We conducted patient and phantom studies. (1) We retrospectively reviewed the cases of patients who had undergone F-FDG PET/CT scans. To determine the frequency of halo-artifact generation, we used the patients' PET images with a standard scatter correction based on a tail-fitted single-scatter simulation (TF-SSS) using 4-mm voxel μ-maps (TFS 4-mm). (2) We performed phantom studies to evaluate the effects of a urine catheter and two scatter correction techniques, i.e., TF-SSS with 2-mm voxel μ-maps (TFS 2-mm) and a Monte Carlo-based single-scatter simulation (MC-SSS) using 4-mm voxel μ-maps (MCS 4-mm). The average standardized uptake values (SUVs) were measured for axial PET images. (3) Using the patients' data, we investigated whether TFS 2-mm and MCS 4-mm can eliminate the artifacts in the clinical images.

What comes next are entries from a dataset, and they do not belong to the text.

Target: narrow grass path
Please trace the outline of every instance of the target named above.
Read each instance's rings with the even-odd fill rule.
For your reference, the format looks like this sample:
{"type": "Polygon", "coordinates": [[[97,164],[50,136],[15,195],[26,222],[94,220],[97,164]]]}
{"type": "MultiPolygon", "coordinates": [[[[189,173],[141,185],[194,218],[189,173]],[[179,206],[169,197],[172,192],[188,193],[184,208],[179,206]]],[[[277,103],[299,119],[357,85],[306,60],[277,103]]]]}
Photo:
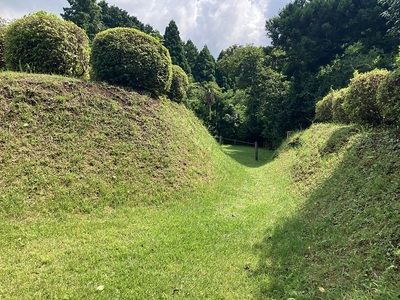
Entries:
{"type": "Polygon", "coordinates": [[[272,152],[224,152],[234,171],[186,201],[0,221],[0,299],[261,298],[259,245],[296,199],[272,152]]]}

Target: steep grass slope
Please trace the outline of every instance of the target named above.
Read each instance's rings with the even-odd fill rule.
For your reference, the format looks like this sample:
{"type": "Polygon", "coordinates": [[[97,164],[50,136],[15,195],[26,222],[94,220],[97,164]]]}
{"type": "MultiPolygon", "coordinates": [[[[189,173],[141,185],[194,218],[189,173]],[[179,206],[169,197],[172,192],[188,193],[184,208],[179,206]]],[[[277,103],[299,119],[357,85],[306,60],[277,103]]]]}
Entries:
{"type": "Polygon", "coordinates": [[[215,143],[182,106],[76,79],[0,73],[0,213],[159,202],[213,176],[215,143]]]}
{"type": "Polygon", "coordinates": [[[398,129],[223,150],[169,101],[0,73],[0,298],[398,299],[398,129]]]}
{"type": "Polygon", "coordinates": [[[398,299],[400,132],[318,124],[276,160],[303,200],[259,245],[263,297],[398,299]]]}

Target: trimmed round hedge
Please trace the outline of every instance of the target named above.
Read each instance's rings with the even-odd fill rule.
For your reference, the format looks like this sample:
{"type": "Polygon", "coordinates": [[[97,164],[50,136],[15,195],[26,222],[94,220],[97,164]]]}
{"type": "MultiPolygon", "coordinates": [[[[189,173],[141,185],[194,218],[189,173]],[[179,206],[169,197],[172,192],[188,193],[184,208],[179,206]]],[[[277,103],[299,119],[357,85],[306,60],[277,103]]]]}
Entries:
{"type": "Polygon", "coordinates": [[[83,76],[89,66],[89,40],[74,23],[40,11],[8,26],[5,61],[12,71],[83,76]]]}
{"type": "Polygon", "coordinates": [[[166,95],[172,82],[172,61],[157,39],[133,28],[98,33],[92,44],[93,80],[166,95]]]}
{"type": "Polygon", "coordinates": [[[186,98],[189,88],[189,78],[185,71],[177,65],[172,65],[172,84],[168,97],[175,102],[181,103],[186,98]]]}
{"type": "Polygon", "coordinates": [[[377,103],[384,123],[400,124],[400,69],[382,80],[377,92],[377,103]]]}
{"type": "Polygon", "coordinates": [[[6,61],[4,59],[4,37],[6,35],[6,27],[0,26],[0,71],[6,67],[6,61]]]}
{"type": "Polygon", "coordinates": [[[350,82],[343,108],[351,122],[363,125],[379,125],[383,118],[377,104],[376,94],[387,70],[373,70],[357,74],[350,82]]]}

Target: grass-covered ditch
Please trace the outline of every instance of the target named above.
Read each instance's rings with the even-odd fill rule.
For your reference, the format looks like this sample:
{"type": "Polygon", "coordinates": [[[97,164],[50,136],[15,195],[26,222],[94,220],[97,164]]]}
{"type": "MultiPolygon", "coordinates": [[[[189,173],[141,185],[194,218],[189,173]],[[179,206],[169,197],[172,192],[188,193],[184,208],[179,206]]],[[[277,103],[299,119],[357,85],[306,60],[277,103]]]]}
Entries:
{"type": "Polygon", "coordinates": [[[0,73],[1,299],[398,299],[400,135],[218,146],[182,105],[0,73]]]}

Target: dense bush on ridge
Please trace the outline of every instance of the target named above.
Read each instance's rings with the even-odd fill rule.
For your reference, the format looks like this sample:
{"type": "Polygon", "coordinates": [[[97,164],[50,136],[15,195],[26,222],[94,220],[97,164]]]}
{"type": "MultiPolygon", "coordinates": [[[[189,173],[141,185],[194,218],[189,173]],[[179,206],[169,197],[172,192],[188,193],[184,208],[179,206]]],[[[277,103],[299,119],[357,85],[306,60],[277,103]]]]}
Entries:
{"type": "Polygon", "coordinates": [[[168,50],[155,38],[133,28],[98,33],[92,45],[92,78],[110,84],[139,88],[159,96],[172,81],[168,50]]]}
{"type": "Polygon", "coordinates": [[[189,78],[178,65],[172,65],[172,84],[168,97],[175,102],[182,102],[186,98],[189,88],[189,78]]]}
{"type": "Polygon", "coordinates": [[[315,121],[331,122],[332,121],[332,103],[334,95],[337,91],[331,91],[322,100],[315,105],[315,121]]]}
{"type": "Polygon", "coordinates": [[[8,26],[5,61],[12,71],[83,76],[89,63],[88,37],[54,14],[33,13],[8,26]]]}
{"type": "Polygon", "coordinates": [[[6,27],[0,26],[0,71],[6,67],[4,60],[4,36],[6,35],[6,27]]]}
{"type": "Polygon", "coordinates": [[[315,121],[362,125],[400,122],[400,69],[356,74],[347,88],[331,91],[315,106],[315,121]]]}
{"type": "Polygon", "coordinates": [[[382,80],[378,88],[377,103],[385,123],[400,124],[400,69],[382,80]]]}
{"type": "Polygon", "coordinates": [[[343,103],[346,100],[348,90],[348,88],[343,88],[336,91],[332,99],[332,121],[335,123],[350,123],[349,117],[343,109],[343,103]]]}
{"type": "Polygon", "coordinates": [[[348,116],[343,109],[348,88],[332,90],[315,105],[316,122],[349,123],[348,116]]]}
{"type": "Polygon", "coordinates": [[[351,122],[379,125],[383,122],[376,102],[376,92],[387,70],[374,70],[356,74],[350,81],[343,108],[351,122]]]}

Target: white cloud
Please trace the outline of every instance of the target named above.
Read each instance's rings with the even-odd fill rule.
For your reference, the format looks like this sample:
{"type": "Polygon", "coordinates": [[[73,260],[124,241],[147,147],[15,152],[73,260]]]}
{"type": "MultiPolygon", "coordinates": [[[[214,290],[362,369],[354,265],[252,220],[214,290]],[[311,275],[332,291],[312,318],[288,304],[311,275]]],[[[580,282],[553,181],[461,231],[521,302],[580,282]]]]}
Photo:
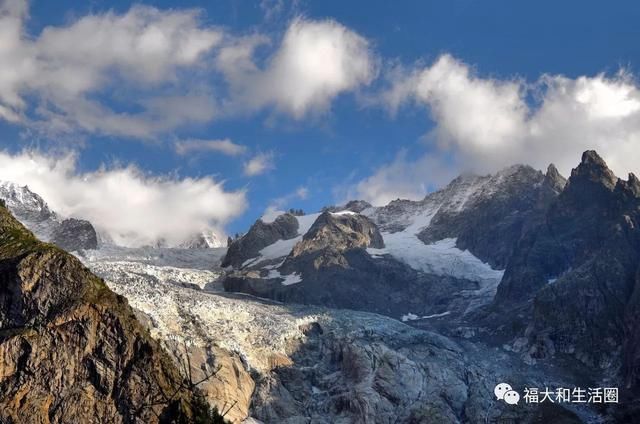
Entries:
{"type": "Polygon", "coordinates": [[[334,98],[369,84],[376,74],[368,41],[332,20],[294,19],[261,68],[253,56],[266,43],[252,36],[221,49],[217,64],[233,93],[230,107],[273,106],[300,119],[326,112],[334,98]]]}
{"type": "Polygon", "coordinates": [[[228,138],[222,140],[180,140],[175,143],[176,153],[187,155],[197,152],[219,152],[227,156],[239,156],[247,151],[247,147],[236,144],[228,138]]]}
{"type": "Polygon", "coordinates": [[[406,103],[422,105],[435,126],[423,158],[396,159],[352,188],[367,199],[422,193],[422,184],[438,185],[443,171],[485,173],[514,163],[544,169],[553,162],[568,175],[587,149],[618,175],[640,171],[640,87],[626,72],[543,75],[527,83],[479,77],[444,55],[431,66],[396,69],[390,79],[381,101],[395,113],[406,103]],[[423,161],[444,169],[416,175],[423,161]]]}
{"type": "Polygon", "coordinates": [[[273,152],[258,153],[244,163],[244,175],[253,177],[275,168],[273,152]]]}
{"type": "Polygon", "coordinates": [[[455,167],[442,155],[411,159],[406,150],[401,150],[392,162],[380,166],[356,184],[340,187],[337,194],[342,202],[363,199],[374,206],[386,205],[395,199],[418,200],[448,183],[455,174],[455,167]]]}
{"type": "Polygon", "coordinates": [[[298,187],[295,194],[298,199],[304,200],[309,197],[309,189],[307,187],[298,187]]]}
{"type": "MultiPolygon", "coordinates": [[[[300,186],[289,194],[273,199],[269,206],[262,214],[262,220],[264,222],[272,222],[279,215],[285,213],[284,209],[292,202],[297,200],[305,200],[309,197],[309,189],[305,186],[300,186]]],[[[294,209],[299,209],[298,206],[293,205],[294,209]]]]}
{"type": "Polygon", "coordinates": [[[0,152],[0,180],[28,185],[55,211],[88,219],[125,246],[177,245],[204,229],[220,231],[247,205],[244,191],[225,191],[210,177],[148,176],[134,166],[81,173],[73,154],[0,152]]]}
{"type": "Polygon", "coordinates": [[[270,37],[206,26],[197,9],[134,5],[39,34],[27,20],[26,0],[0,0],[0,119],[49,136],[154,138],[265,108],[301,119],[376,74],[368,41],[332,20],[294,18],[266,54],[270,37]]]}
{"type": "Polygon", "coordinates": [[[200,25],[198,11],[133,6],[31,36],[27,9],[26,1],[0,3],[1,118],[46,131],[151,137],[213,117],[209,96],[190,86],[196,78],[180,78],[195,75],[222,39],[221,31],[200,25]],[[100,96],[140,112],[111,109],[100,96]]]}

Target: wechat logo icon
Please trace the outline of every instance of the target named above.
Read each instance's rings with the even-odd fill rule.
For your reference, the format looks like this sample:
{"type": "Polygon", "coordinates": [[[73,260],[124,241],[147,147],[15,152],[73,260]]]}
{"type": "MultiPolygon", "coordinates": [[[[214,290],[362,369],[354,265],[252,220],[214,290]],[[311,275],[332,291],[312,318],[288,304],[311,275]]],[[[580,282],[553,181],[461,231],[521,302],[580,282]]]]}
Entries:
{"type": "Polygon", "coordinates": [[[493,394],[498,400],[502,400],[509,405],[517,405],[520,402],[520,393],[513,390],[510,384],[499,383],[493,389],[493,394]]]}

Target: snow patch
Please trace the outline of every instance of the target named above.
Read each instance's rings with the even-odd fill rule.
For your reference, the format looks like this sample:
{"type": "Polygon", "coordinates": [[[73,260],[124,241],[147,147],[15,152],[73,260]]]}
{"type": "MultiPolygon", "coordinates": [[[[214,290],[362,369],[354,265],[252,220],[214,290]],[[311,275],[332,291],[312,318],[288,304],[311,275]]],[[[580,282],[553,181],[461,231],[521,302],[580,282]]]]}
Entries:
{"type": "Polygon", "coordinates": [[[311,228],[316,219],[320,216],[319,213],[312,213],[309,215],[296,216],[298,220],[298,234],[303,236],[307,234],[307,231],[311,228]]]}
{"type": "Polygon", "coordinates": [[[291,250],[293,250],[293,247],[302,240],[304,234],[309,231],[309,229],[311,228],[313,223],[316,222],[316,219],[318,219],[319,216],[319,213],[296,216],[296,219],[298,220],[298,235],[296,237],[288,240],[278,240],[275,243],[264,247],[262,250],[260,250],[258,256],[244,261],[242,264],[242,268],[245,268],[247,266],[255,266],[264,261],[277,260],[289,255],[289,253],[291,253],[291,250]]]}
{"type": "Polygon", "coordinates": [[[440,314],[423,315],[423,316],[418,316],[416,314],[412,314],[411,312],[409,312],[406,315],[402,315],[402,317],[400,319],[402,320],[402,322],[407,322],[407,321],[416,321],[416,320],[419,320],[419,319],[430,319],[430,318],[446,317],[449,314],[451,314],[451,311],[442,312],[440,314]]]}
{"type": "Polygon", "coordinates": [[[458,249],[455,238],[432,244],[425,244],[420,240],[417,235],[429,226],[439,208],[438,205],[431,205],[414,211],[413,214],[403,215],[402,221],[407,224],[405,229],[394,233],[382,232],[385,247],[369,248],[367,252],[374,258],[390,255],[413,269],[429,274],[478,282],[480,287],[477,290],[461,292],[461,295],[473,299],[465,312],[467,313],[493,299],[504,270],[493,269],[468,250],[458,249]]]}
{"type": "Polygon", "coordinates": [[[294,272],[293,274],[282,275],[277,269],[270,270],[267,278],[282,278],[283,281],[281,284],[283,286],[290,286],[302,282],[302,276],[300,274],[294,272]]]}
{"type": "Polygon", "coordinates": [[[331,215],[333,215],[333,216],[341,216],[341,215],[359,215],[359,214],[357,212],[345,209],[343,211],[331,212],[331,215]]]}
{"type": "Polygon", "coordinates": [[[270,244],[260,251],[260,261],[279,259],[283,256],[287,256],[293,249],[293,246],[295,246],[300,240],[302,240],[302,236],[294,237],[289,240],[278,240],[275,243],[270,244]]]}
{"type": "Polygon", "coordinates": [[[385,247],[369,248],[372,256],[391,255],[411,268],[436,275],[450,275],[479,282],[499,282],[503,270],[494,270],[468,250],[456,247],[455,238],[424,244],[415,234],[401,231],[383,233],[385,247]]]}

(1) There were 61 patients with urinary catheters; in five (8.2%), halo artifacts were observed in the TFS 4-mm PET images. (2) The phantom study clearly reproduced the halo artifacts in the TFS 4-mm PET images. The halo artifacts were generated when urine moved in the interval between the CT and PET imaging, and when the urinary catheter was placed in a circular shape. The SUVs for the TFS 4-mm and TFS-2mm PET images were underestimated at the halo-artifact regions, whereas the SUVs for the MCS 4-mm PET images were close to the true values. (3) The halo artifacts disappeared in the TFS 2-mm PET images in 4/5 patients but not 1/5 patient, whereas the halo artifacts were completely absent in the MCS 4-mm PET images in 5/5 patients.
These data suggest that halo artifacts are caused if the PET images do not correspond to the physical material in the μ-maps, which induces the scatter correction error. With the MC-SSS, it was possible to accurately estimate the scatter without generating halo artifacts.
导尿管产生的晕状伪影可能由于散射校正不准确而出现,且这些伪影会影响F-FDG PET/CT图像中肿瘤的可见性。我们调查了晕状伪影的发生率及产生机制,并探索了几种散射校正技术以预防伪影。
我们开展了患者和体模研究。(1)我们回顾性分析了接受F-FDG PET/CT扫描患者的病例。为确定晕状伪影的产生频率,我们使用基于4毫米体素μ图的尾部拟合单散射模拟(TF-SSS)进行标准散射校正的患者PET图像(TFS 4毫米)。(2)我们进行了体模研究,以评估导尿管以及两种散射校正技术的效果,即基于2毫米体素μ图的TF-SSS(TFS 2毫米)和基于4毫米体素μ图的蒙特卡洛单散射模拟(MC-SSS)(MCS 4毫米)。测量轴向PET图像的平均标准化摄取值(SUV)。(3)利用患者数据,我们研究了TFS 2毫米和MCS 4毫米能否消除临床图像中的伪影。
(1)有61例患者使用了导尿管;在5例(8.2%)患者中,TFS 4毫米PET图像中观察到晕状伪影。(2)体模研究清楚地再现了TFS 4毫米PET图像中的晕状伪影。当尿液在CT和PET成像之间的时间间隔内移动,以及导尿管呈圆形放置时,会产生晕状伪影。晕状伪影区域的TFS 4毫米和TFS-2毫米PET图像的SUV被低估,而MCS 4毫米PET图像的SUV接近真实值。(3)5例患者中有4例患者的TFS 2毫米PET图像中的晕状伪影消失,但有1例未消失,而5例患者的MCS 4毫米PET图像中完全没有晕状伪影。
这些数据表明,如果PET图像与μ图中的物理材料不对应,就会导致散射校正误差,进而产生晕状伪影。使用MC-SSS,可以准确估计散射而不产生晕状伪影。